Let me be clear here that some form of investigation into this pandemic is necessary, and it shouldn’t be purely scientific, unlike the ambassador’s assertion. Hinting, however circumspectly, at a possible economic boycott from Chinese consumers is tone-deaf and poor judgment. The ambassador should have known that for all the noises that urge Australia to diversify trade ties to reduce its reliance on China, anyone — least of all the ambassador — suggesting that China might grant that wish is sure to make it Australia’s public enemy number one.

In any case, a spontaneous consumer backlash would be more likely out of concerns about anti-Chinese racism than because Australia has stuck its neck out in the inquiry push. The fact of the matter is that ordinary Chinese are mostly indifferent to Australian politics. Even as the current China debate reached fever pitch here, the news didn’t even register a mention in the few Chinese international relations WeChat groups I’m following, faring very poorly compared to the recent gossip over North Korean leader Kim Jong-un.

Still, the Chinese ambassador’s remarks, whether we agree with them or not, should be given the quintessentially Australian “fair go”. His comment that the inquiry call has political motivations does reflect general opinion back home. One doesn’t have to be a genius to figure out that Australia’s sudden interest in an inquiry followed closely after the US government ratcheted up its attack on China. The New York Times reported, on the eve of Australian Foreign Minister Marise Payne’s China inquiry call, that the US strategy of “pinning the blame on China” “could not be clearer”. The revelation that the US Senate Republican campaign arm distributed a 57-page ‘Don’t defend Trump, attack China’ strategy document to candidates only further added to China’s suspicion of the timing of Australia’s intervention.

So amidst the outrage at the ambassador’s largely misrepresented economic backlash message, Australia has not succeeded in quelling China’s disquiet about its perceived role as “a US lapdog”. Having been praised by Marise Payne for its openness and transparency in sharing information in January, Beijing might be especially puzzled by Canberra’s about-face, which also curiously mirrors Donald Trump’s U-turn.

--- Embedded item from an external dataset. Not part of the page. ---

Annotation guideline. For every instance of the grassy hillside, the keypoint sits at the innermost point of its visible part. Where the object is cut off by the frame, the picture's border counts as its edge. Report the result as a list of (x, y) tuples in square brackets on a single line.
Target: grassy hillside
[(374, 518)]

Even if China does agree to an inquiry, it is unlikely to be willing to take lectures from Australia now. “We are a transparent, open nation”, Prime Minister Scott Morrison claims, and yet so far there is no record indicating that Australia enthusiastically embraced Mohamed ElBaradei’s proposal of an international inquiry into the legality of the disastrous Iraq War and a possible war crimes trial. One can also bet that Peter Dutton won’t have a change of heart upon hearing the Chinese, echoing his own logic in saying that they “don’t understand why [Australia] can’t answer the questions [about the war] if there’s nothing to hide”.

So Australia’s call for an inquiry, however sensible in its own right, is almost a non-starter. Its labelling of the Chinese Ambassador’s economic boycott threat is no more true than a counter-accusation of Australia’s economic discrimination against Chinese investment in its recent tightening of foreign investment rules.

The show will go on…

What, then, is the fuss all about? For one thing, this diplomatic spectacle in Canberra is useful for distracting the Australian public from other issues that would cast the government in a negative light, like the Ruby Princess debacle. It might also be played for some receptive ears in Washington too, with reports emerging about how Scott Morrison supported an overhaul of the WHO just one day after his phone call with Trump.

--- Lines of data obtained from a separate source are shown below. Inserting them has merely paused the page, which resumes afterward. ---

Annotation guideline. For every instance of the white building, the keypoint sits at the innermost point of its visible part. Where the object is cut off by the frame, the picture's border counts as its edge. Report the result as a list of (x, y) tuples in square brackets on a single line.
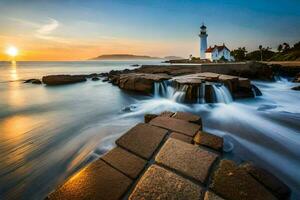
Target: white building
[(217, 52), (203, 41), (214, 53)]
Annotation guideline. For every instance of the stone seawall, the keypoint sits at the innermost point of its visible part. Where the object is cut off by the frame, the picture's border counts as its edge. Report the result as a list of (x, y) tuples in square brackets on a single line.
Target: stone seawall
[(170, 157)]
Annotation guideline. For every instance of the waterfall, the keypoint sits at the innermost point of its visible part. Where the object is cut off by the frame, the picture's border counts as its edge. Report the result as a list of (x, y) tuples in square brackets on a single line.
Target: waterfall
[(201, 94), (222, 94), (166, 89), (179, 95)]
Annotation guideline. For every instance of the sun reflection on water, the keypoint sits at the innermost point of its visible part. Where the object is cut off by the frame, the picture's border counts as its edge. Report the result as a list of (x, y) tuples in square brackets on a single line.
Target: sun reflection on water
[(13, 71)]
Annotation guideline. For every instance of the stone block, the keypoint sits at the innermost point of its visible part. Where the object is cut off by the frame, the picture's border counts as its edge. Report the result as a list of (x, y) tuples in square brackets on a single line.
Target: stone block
[(176, 125), (126, 162), (278, 188), (159, 183), (166, 114), (96, 181), (188, 117), (149, 117), (209, 140), (211, 196), (234, 183), (186, 158), (143, 139), (182, 137)]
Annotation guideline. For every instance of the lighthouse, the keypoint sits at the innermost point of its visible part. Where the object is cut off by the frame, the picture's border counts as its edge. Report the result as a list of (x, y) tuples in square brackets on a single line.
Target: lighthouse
[(203, 41)]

Either way, it is a worrying sign of how low the relationship between Australia and its largest trading partner has sunk, and how easily it can be trashed for quick, opportunistic political gains. When even the slightest friction between Canberra and Beijing, if twisted with a sufficiently sensationalist tone of alarm and paranoia, can guarantee wide public attention, it is little wonder that the media are all too happy to play along.

Buckle up and get ready for the next Groundhog Day drama. It is bound to be just around the corner.